His message was clear. I needed to convince the districts to return to normal, stem the uprising I had inadvertently brought to fruition. That I was a foolish girl who didn't realize her actions could be misconstrued as defiance against the Capitol.

"Your Victory Tour starts tomorrow. By the time you reach the Capitol, I expect all of Panem to know that you are grateful for the Games, because they brought you and Mr. Mellark together."

The President of Panem stood and regally swept from behind the desk. "By the way, Miss Everdeen, Caesar and I do look forward to working with you. The Quarter Quell is an exciting time to appear as a host."

The door clicked shut quietly behind him, but it sounded like a cannon to my ears.

I had once chance to save Prim, Peeta, and my mother. Probably the Hawthornes and Mellarks, too. I had to convince the districts that the lie was real. And I was a terrible liar.

Iron burst across my tongue. I spat a mouthful of blood onto the roses Snow left behind.
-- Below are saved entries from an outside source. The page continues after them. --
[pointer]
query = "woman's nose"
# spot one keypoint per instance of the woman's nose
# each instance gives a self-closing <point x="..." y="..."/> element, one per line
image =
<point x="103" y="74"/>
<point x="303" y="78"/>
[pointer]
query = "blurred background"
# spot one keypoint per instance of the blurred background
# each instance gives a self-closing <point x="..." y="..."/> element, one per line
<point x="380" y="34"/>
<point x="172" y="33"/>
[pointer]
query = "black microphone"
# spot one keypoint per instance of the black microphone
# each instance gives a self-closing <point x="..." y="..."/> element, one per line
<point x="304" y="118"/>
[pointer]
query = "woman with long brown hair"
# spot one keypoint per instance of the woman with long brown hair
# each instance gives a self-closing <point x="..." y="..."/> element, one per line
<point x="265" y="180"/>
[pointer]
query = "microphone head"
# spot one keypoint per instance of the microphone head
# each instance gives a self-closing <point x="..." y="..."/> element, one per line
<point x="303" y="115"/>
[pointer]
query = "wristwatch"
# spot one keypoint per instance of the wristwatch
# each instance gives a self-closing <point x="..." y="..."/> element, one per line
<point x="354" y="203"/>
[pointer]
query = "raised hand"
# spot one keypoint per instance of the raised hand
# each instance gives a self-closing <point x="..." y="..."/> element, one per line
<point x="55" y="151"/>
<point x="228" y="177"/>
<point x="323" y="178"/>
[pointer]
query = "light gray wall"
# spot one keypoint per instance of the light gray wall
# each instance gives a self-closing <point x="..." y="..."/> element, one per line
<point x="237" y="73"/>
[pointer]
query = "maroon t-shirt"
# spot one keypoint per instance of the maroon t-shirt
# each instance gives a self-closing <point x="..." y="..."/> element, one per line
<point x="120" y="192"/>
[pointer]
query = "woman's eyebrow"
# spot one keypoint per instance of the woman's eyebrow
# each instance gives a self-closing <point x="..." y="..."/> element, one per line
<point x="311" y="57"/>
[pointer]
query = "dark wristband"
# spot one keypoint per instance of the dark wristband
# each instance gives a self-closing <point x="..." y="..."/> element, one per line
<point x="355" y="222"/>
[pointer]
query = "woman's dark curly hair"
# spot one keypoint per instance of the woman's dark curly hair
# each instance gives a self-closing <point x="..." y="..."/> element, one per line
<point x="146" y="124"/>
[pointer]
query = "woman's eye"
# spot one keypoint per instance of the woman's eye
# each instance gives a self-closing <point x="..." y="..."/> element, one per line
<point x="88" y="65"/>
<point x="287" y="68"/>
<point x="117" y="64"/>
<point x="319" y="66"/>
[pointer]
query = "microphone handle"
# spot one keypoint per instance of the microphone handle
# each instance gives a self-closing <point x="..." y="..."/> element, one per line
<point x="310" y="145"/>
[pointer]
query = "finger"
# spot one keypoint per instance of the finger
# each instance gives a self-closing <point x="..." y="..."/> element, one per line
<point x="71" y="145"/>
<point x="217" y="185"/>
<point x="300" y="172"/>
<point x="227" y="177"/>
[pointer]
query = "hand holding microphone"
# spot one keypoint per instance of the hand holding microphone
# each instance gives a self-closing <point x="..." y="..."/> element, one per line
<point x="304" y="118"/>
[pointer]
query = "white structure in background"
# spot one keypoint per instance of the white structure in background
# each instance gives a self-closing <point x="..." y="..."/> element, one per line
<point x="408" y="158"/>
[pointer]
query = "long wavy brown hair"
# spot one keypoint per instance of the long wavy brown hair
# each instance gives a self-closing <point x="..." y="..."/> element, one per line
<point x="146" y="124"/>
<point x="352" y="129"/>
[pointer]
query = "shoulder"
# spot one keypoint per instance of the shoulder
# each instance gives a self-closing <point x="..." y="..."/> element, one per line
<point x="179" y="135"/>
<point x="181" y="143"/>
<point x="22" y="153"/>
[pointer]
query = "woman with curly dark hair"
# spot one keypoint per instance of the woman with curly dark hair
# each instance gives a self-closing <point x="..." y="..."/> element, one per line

Snow had just stolen the one thing that had been mine; my relationship with Peeta. Whatever Peeta and I were was supposed to be kept separate from the Capitol's schemes. We'd play the desperate lovers on screen, but off it we were just him and I. A boy in love with a girl that didn't know how to love.

But he made me want to.

And now that choice had been taken from me.

I had to love Peeta, or my family would pay the price.